No habían nacido todavía los herejes y ya se les señalaba con el dedo. Desde las riberas del Jordán levanta la voz contra los mismos que la levanta hoy desde el Evangelio. Jesús se le acerca, y ¿qué dice Juan? He aquí el Cordero de Dios. Si es cordero, es inocente. Juan es también cordero. Luego ¿es también inocente? Pero ¿quién es inocente? ¿Hasta dónde se extiende su inocencia? Todos venimos de aquella semilla y vástago de que habla David con sollozos y gemidos: Yo he sido concebido en la iniquidad y en él pecado me alimentó mi madre en su seno. Cordero, pues, es solamente Aquel que no ha venido en estas condiciones. (San Agustín. Tratado sobre el Evangelio de San Juan 4,10)
Como indica San Agustín, se puede rastrear los problemas de unidad hasta en el momento del Bautismo de Cristo. Eso sí, de forma profética. ¿Qué es para nosotros la unidad? Se lo podríamos preguntar a cualquier persona, pero no creo que existan muchas que vean a la unidad como algo positivo. La postmodernidad ha venido a inocularnos el virus social del tribalismo. La relativización de todo, nos lleva a entender que cada cual es un mundo en sí mismo. Vemos tantas diferencias, que pensamos que la naturaleza humana no existe. Para terminar de destrozar todo, las ideologías de género nos proponen que cada cual elija su naturaleza sin limitación alguna. ¿Cómo queremos una Iglesia en unidad si vivimos en una sociedad líquida y fragmentada en millones de pedazos? Nuestras fuerzas no son capaces, necesitamos del Espíritu Santo.

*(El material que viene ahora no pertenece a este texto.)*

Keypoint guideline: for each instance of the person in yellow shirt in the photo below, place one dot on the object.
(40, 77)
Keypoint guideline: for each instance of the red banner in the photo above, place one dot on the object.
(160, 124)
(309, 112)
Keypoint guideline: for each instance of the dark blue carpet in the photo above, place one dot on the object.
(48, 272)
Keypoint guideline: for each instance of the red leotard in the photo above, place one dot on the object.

¿Quién tiene la culpa de todo esto? San Agustín señala claramente a Quien no tiene culpa. Nos señala al Inocente que vino a morir por nuestros pecados. Todos los demás somos culpables en menor o en mayor medida, según las circunstancias que vivimos. Partamos de una realidad: la Iglesia ya no es unidad en ningún aspecto. Incluso hay personas que quisieran cambiar el Credo y se consideran católicos de pleno derecho. Ser católico se ha convertido en una etiqueta que cualquiera puede ponerse o quitarse. No tiene más relevancia que ser reconocido cuando conviene y que nadie lo sepa, cuando no nos conviene. ¿Qué compromiso tenemos con la fe cuando la utilizamos según nos parece?
¿Qué hacer entonces? Hacer, hacer, podemos hacer poco. En todo caso no colaborar en la construcción de nuevas Torres de Babel eclesiales, que terminarán por caer encima de sus promotores. Podemos ejercer de profetas y señalar que esas Torres de Babel no son Voluntad de Dios, sino soberbia humana concentrada. Seguro que nos llaman de todo menos bonitos, pero es igual. “Dichosos los perseguidos por hacer la voluntad de Dios, porque de ellos es el Reino de los cielos” (Mt 5, 10). Como los profetas del Antiguo Testamento hacían, hay que esperar con esperanza y orar con humildad. No creernos líderes tocados por el cielo, ni tampoco personas sin valor dentro de la Iglesia. Todos formamos la Iglesia y aunque nos desprecien por tomar el papel de “Pepitos Grillos”, no dejar de confiar en Dios. Porque la confianza debe estar en Dios, no en las estructuras humanas que podamos crear. ¿La clave de Bóveda? Es Cristo, siempre es Él.
El Reino de Dios no es de este mundo y por eso no nos entenderán más que aquellos que hayan descubierto la Perla Escondida. La santidad debe ser el objetivo, no ser reconocidos como insignes seguidores del segundo salvador de moda en cada momento. Los segundos salvadores cambian, Cristo permanece. Él es la fuente de unidad. Oremos por la unidad de todos los cristianos, sobre todo dentro de la Iglesia Católica. Lo necesitamos de verdad.